I agree with Orin Kerr, but I think you have to take the original comment in context. I don't believe that Ethan Leib was endorsing this viewpoint, or even suggesting that it is or ought to be permissible, rather that it is an unfortunate possibility that inevitably occurs.

Posted by: Bart Motes | Sep 13, 2006 2:56:05 PM

Ethan writes:

And let's face it: even if your idea has been discussed before by an unknown scholar in an obscure law review, it remains ripe for discussion in the better law reviews and you can safely ignore the earlier work

Woah. I couldn't disagree more. If some unknown scholar hit upon a great idea, I think we should try to make that unknown scholar known, not try to ignore the earlier work.
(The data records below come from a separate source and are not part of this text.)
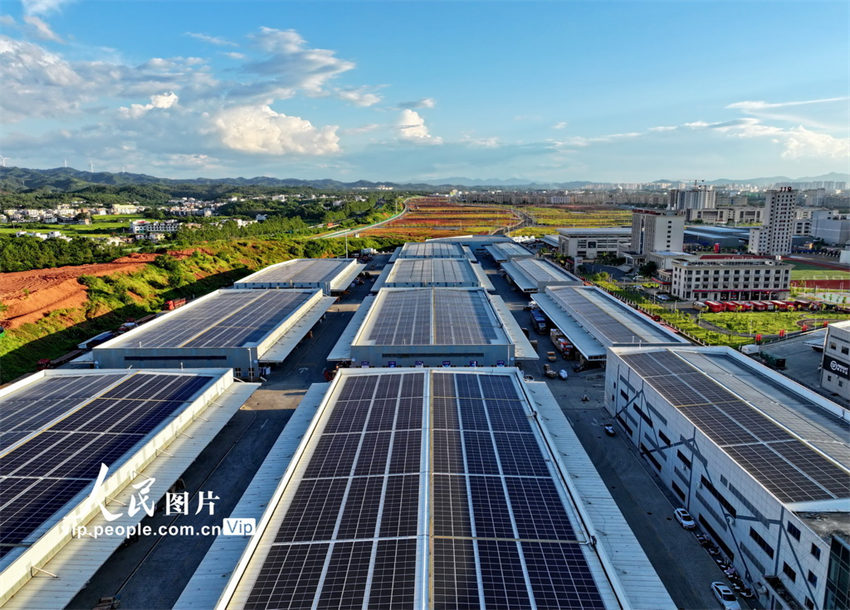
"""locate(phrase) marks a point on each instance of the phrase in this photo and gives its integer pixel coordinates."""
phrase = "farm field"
(430, 217)
(100, 226)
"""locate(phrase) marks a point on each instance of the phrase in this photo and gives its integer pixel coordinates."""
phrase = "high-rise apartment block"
(654, 231)
(774, 236)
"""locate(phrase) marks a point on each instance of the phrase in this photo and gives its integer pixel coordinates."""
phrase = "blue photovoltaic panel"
(60, 459)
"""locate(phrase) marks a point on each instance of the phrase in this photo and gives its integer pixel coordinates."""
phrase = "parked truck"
(538, 321)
Posted by: Orin Kerr | Sep 13, 2006 2:50:11 PM

The point you make about derivative works can operate in reverse. My training subcite assignment was of an article on a subject with which I had a passing acquaintance. I was surprised to find that the article, by an unknown scholar, was entirely derivative of a very prominent scholar in the same field, whose landmark article I had read. As far as I could tell, it added nothing new. Obscure schools, obscure scholars, but in this case obscure topics seem to obscure "borrowing." I would still be surprised if people screened articles in that fashion when doing research. If you search West and Lexis, you get basically the same results. But using JSTOR provides a totally different set, and if you know the right journals to search on HeinOnline, you get a whole nother set. I don't know why anyone would want to exclude anything from their searches.

Posted by: Bart Motes | Sep 13, 2006 10:38:56 AM

I seriously doubt this, because I think that WL and Lexis allow people to search for ideas that they either want to hear (and therefore reprint them), or search for summaries of fields that they are interested in. In my experience, this is why most people use WL and Lexis.

Hein has a feature which allows people to only look at “top” journals, but since their searching capabilities are limited, it isn’t used that much.